Search code examples
elasticsearchcharacter-encodinglogstashmssql-jdbc

Logstash from SQL Server to Elasticsearch character encoding problem


I am using ELK stack v8.4.1 and trying to integrate data between SQL Server and Elasticsearch via Logstash. My source table includes Turkish characters (collation SQL_Latin1_General_CP1_CI_AS).
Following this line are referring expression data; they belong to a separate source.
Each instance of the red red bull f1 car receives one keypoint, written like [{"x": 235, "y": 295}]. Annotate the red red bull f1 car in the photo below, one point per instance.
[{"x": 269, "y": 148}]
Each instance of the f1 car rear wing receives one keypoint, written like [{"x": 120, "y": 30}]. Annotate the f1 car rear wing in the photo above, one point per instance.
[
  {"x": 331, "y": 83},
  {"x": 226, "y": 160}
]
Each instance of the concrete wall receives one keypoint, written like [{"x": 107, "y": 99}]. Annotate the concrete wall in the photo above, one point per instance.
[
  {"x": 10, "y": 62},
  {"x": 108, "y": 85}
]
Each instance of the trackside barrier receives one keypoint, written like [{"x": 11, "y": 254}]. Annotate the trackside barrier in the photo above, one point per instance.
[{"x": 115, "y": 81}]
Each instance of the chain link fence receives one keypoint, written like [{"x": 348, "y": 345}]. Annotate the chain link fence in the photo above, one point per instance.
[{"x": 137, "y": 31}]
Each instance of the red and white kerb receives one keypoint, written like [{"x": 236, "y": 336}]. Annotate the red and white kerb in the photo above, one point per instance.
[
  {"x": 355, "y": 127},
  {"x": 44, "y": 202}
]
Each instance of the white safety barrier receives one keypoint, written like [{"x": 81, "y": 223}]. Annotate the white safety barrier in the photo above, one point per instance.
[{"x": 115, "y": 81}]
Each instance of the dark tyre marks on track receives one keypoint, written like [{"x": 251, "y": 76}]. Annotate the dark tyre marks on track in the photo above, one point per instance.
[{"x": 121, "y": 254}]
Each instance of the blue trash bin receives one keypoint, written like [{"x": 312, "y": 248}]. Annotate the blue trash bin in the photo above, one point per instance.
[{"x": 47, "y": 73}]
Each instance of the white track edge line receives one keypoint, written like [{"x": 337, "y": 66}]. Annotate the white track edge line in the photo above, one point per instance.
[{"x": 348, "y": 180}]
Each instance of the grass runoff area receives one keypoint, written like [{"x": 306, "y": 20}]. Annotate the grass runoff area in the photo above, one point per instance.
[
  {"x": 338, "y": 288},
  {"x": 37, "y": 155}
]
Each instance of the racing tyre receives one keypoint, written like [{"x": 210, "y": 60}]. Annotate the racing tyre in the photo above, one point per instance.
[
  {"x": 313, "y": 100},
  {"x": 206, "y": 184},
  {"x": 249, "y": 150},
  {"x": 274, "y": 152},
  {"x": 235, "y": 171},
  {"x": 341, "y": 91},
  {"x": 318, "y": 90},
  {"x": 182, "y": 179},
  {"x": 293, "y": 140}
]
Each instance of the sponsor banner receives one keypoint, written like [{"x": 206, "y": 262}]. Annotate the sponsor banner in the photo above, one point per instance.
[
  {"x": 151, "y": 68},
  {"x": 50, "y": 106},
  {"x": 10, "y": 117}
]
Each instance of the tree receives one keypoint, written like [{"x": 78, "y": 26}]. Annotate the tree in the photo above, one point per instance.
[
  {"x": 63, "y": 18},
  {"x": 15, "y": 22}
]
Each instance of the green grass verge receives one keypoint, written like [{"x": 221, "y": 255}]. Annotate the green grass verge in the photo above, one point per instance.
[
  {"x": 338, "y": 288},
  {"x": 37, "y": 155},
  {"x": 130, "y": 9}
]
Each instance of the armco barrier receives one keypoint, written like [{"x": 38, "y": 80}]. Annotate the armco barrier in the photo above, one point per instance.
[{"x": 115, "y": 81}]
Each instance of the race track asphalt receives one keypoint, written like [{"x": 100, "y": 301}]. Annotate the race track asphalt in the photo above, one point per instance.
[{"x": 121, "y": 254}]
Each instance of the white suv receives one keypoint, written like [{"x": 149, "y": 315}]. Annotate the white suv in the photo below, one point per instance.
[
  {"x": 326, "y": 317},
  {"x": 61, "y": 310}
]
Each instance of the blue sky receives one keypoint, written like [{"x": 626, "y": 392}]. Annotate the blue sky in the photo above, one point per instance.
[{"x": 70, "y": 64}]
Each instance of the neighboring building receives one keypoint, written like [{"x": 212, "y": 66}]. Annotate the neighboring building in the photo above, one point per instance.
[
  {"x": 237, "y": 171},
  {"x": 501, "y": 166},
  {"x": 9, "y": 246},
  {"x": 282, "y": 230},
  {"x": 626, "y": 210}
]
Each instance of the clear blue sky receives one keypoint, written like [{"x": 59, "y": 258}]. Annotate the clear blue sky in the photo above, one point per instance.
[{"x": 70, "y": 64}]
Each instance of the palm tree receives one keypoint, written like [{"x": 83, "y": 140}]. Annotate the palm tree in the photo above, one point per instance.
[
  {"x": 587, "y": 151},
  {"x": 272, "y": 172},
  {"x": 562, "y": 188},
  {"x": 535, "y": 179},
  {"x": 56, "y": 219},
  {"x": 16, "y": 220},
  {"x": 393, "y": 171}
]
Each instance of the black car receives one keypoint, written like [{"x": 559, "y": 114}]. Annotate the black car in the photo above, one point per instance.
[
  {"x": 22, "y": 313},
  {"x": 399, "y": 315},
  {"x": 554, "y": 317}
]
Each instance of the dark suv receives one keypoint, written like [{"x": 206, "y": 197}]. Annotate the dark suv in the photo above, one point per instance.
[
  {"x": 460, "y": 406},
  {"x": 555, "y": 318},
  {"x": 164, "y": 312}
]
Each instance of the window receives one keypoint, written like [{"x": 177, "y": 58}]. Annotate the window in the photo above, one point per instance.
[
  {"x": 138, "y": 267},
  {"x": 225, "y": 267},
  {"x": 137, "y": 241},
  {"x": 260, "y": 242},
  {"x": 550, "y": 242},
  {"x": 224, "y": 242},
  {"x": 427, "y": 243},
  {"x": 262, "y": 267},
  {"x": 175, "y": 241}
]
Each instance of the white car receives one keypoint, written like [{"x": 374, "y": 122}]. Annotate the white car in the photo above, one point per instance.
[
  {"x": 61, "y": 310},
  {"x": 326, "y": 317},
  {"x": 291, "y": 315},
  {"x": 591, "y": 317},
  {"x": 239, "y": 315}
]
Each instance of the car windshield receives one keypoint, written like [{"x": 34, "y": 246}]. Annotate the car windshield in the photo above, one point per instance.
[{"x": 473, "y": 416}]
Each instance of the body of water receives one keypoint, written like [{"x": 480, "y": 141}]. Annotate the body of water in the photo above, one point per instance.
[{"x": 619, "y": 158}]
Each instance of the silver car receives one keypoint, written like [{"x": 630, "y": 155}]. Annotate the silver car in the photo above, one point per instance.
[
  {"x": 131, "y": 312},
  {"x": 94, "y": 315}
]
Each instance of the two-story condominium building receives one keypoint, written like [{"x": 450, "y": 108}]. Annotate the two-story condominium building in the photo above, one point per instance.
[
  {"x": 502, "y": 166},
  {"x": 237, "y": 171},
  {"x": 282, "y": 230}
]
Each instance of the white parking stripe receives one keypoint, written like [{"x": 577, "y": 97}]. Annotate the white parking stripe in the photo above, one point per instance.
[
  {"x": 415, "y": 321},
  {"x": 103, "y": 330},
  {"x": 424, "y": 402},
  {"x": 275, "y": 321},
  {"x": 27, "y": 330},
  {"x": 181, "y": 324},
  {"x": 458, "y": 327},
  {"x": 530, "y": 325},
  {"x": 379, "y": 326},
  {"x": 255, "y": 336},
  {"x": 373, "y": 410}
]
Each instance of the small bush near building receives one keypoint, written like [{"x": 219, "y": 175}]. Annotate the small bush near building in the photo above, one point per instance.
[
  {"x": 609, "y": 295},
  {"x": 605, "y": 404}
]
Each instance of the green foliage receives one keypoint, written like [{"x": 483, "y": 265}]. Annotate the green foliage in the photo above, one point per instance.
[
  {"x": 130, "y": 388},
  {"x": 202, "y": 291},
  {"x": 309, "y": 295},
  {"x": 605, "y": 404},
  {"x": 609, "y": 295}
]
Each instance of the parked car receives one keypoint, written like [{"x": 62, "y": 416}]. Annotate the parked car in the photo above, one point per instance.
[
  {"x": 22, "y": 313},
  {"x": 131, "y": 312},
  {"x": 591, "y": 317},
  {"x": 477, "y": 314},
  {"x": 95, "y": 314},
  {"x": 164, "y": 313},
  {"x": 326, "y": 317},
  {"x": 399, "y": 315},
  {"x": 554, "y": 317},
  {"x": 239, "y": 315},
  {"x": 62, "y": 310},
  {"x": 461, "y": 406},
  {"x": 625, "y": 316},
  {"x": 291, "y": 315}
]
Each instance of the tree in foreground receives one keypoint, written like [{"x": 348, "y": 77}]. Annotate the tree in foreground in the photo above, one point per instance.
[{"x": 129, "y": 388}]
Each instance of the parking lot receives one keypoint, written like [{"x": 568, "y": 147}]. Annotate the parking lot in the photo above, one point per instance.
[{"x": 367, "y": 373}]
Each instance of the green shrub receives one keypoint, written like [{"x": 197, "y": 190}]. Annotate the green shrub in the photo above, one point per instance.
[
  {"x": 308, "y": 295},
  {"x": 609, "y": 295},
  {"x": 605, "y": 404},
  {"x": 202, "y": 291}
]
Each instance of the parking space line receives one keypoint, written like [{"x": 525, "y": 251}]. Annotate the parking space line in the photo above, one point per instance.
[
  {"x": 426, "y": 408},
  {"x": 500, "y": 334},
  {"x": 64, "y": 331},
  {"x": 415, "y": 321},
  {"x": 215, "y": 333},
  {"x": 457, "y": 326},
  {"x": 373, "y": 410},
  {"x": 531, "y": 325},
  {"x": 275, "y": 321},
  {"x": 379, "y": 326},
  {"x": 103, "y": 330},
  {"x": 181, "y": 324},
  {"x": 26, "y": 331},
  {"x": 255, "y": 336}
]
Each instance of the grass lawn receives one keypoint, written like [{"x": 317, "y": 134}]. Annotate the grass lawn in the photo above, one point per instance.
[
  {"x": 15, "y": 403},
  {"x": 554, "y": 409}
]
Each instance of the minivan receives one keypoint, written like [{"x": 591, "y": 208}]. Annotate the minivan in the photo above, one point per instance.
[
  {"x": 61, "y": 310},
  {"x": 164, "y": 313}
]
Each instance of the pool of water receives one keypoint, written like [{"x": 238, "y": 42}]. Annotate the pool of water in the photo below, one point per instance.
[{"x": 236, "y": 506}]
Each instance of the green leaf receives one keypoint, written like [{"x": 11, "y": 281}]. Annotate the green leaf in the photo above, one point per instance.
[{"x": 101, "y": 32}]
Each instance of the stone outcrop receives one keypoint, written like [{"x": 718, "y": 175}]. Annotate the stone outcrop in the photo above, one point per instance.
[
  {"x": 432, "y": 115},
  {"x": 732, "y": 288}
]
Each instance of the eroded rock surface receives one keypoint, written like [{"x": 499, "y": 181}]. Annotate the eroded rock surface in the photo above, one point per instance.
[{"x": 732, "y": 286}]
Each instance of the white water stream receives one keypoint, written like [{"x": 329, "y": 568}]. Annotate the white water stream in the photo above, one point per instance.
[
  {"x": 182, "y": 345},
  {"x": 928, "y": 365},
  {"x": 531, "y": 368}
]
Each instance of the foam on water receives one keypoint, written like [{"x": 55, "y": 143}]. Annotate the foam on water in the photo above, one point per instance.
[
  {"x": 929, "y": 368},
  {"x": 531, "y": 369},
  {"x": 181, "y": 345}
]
When Logstash writes these characters to Elasticsearch, it converts the Turkish characters to '?'. For example 'Şükrü' => '??kr?'. (I used before ELK stack v7.* and didn't have that problem)

This is my config file:

input {
    jdbc 
    {
        jdbc_connection_string => "jdbc:sqlserver://my-sql-connection-info;encrypt=false;characterEncoding=utf8"            
        jdbc_user => "my_sql_user"
        jdbc_driver_class => "com.microsoft.sqlserver.jdbc.SQLServerDriver"    
        jdbc_driver_library => "my_path\mssql-jdbc-11.2.0.jre11.jar"
        statement => [ "Select id,name,surname FROM ELK_Test" ]
        schedule => "*/30 * * * * *"    
    }
    stdin {
        codec => plain { charset => "UTF-8"}
   }
}    

output {
  elasticsearch {
    hosts => ["localhost:9200"]
    index => "test_index"
    document_id => "%{id}" 
    user => "logstash_user"
    password => "password"
  }
  stdout { codec => rubydebug }
}

I tried with and without filter to force encoding to UTF-8 but doesn't change.

filter {
        ruby { 
            code => 'event.set("name", event.get("name").force_encoding(::Encoding::UTF_8))'
        }
    }

Below is my Elasticsearch result:

{
        "_index": "test_index",
        "_id": "2",
        "_score": 1,
        "_source": {
          "name": "??kr?",
          "@version": "1",
          "id": 2,
          "surname": "?e?meci",
          "@timestamp": "2022-09-16T13:02:00.254013300Z"
        }
      }

BTW console output results are correct.

{
          "name" => "Şükrü",
      "@version" => "1",
            "id" => 2,
       "surname" => "Çeşmeci",
    "@timestamp" => 2022-09-16T13:32:00.851877400Z
}

I tried to insert sample data from Kibana Dev Tool and the data was inserted without a problem. Does anybody help, please? What can be wrong? What can I check?


Solution

  • The solution is changing the JDK version. I changed the embedded OpenJDK with Oracle JDK-19 and the problem was solved.